Loyalty programs succeed when they don’t make customers do too much for too little.
By Richard Pachter
There’s a store near my office where I occasionally shop for probiotics. It’s a little overpriced compared to some of the online venues but it’s a convenient alternative. Invariably, at checkout, one of the shiny, friendly clerks asks me if my phone number is in their system. It’s as rapid a turnoff to me as when the late, lamented Radio Shack’s proto-geeks solicited my address when I tried to buy a jack, a plug or a battery. Then and now, it’s an annoying disruption to what should, in my mind, be a seamless, relatively friction-free experience.
Recently, after a few such encounters — and polite refusals from me to give up my info — I went to the store’s website to see what I might be missing. Not much!
Points that accrued (then disappeared after a few months) that potentially turned into dollars-off deals? Oh boy! Occasional discounts? That’s nice. Incessant emails and texts? Nuh-uh!
Now, this isn’t a terrible program, just not an exceptional one. But it’s further diminished in my mind because no employee ever presented it to me in an attractive or appealing manner. No one ever handed me a flyer or brochure or offered a trial or anything that might’ve made me think twice beyond reflexively wanting to run out of the store. Their passive-aggressive approach wasn’t gettin’ the job done.
Older readers may remember the late-1970’s promotion of then-unknown ATM cards by banks and other financial institutions. The natural suspicion one has of being scammed or fooled, or just the preternatural instinct for avoiding risk precluded immediate acceptance, at least for me. It’s hard to recall in our current, mostly cash-free society that credit cards were then the sole domain of professionals not proletarians, when use of mobile payments, debit cards and other instruments are now the rule and not the exception. But the ease of use afforded by debit cards was demonstrated repeatedly, so their acceptance was universal.
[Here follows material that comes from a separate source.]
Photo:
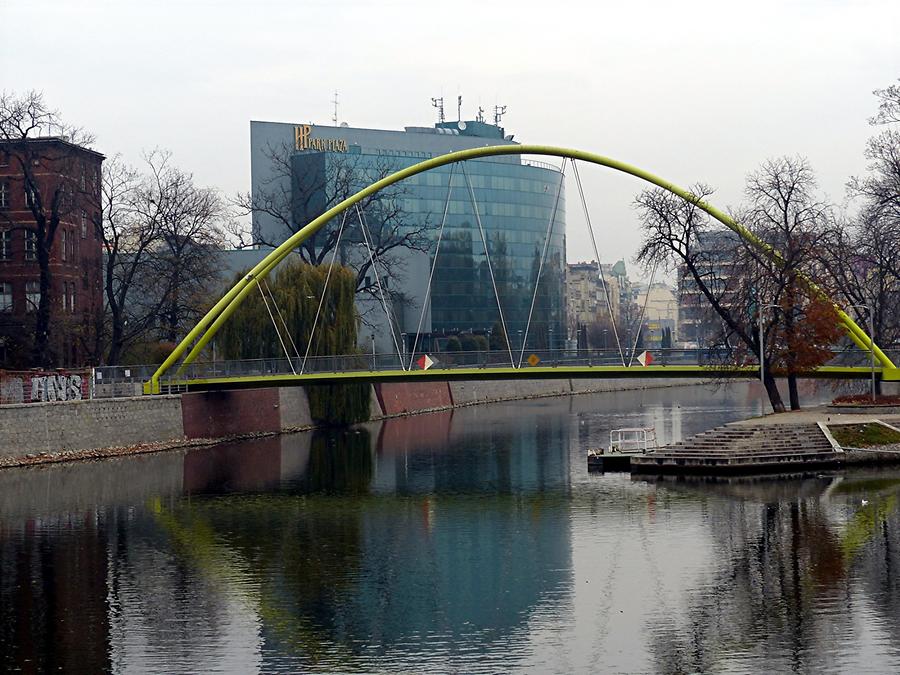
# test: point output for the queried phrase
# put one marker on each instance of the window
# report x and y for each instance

Their adoption triggered a never-ending surge of loyalty and affinity opportunities but if they weren’t useful and appealing, they never would’ve gone anywhere. Their adoption offers a lesson.
Loyalty can be tricky, but there are a few obvious things that are not always in the mix.
Immediately demonstrate value: attention spans are short and getting shorter. The “what’s in it for me” factor remains undiminished.
Make it easy: You’ve got my debit card in your hand or in your system while I’m checking out. Offer me an immediate discount for enrolling, then and sign me up on the spot; don’t give me a homework assignment! Eliminate as many obstacles as possible.
Be mobile: Build a great app and seamlessly integrate your loyalty program into the user experience. Listen to app users and customers before adding or removing features.
Make it special: Sure discounts and discount offers rule, but experiential perqs can be much more meaningful and sticky.
Bottom line: not everyone is as excited about your program as you are. Think about the experience and feelings you want to elicit and work from there.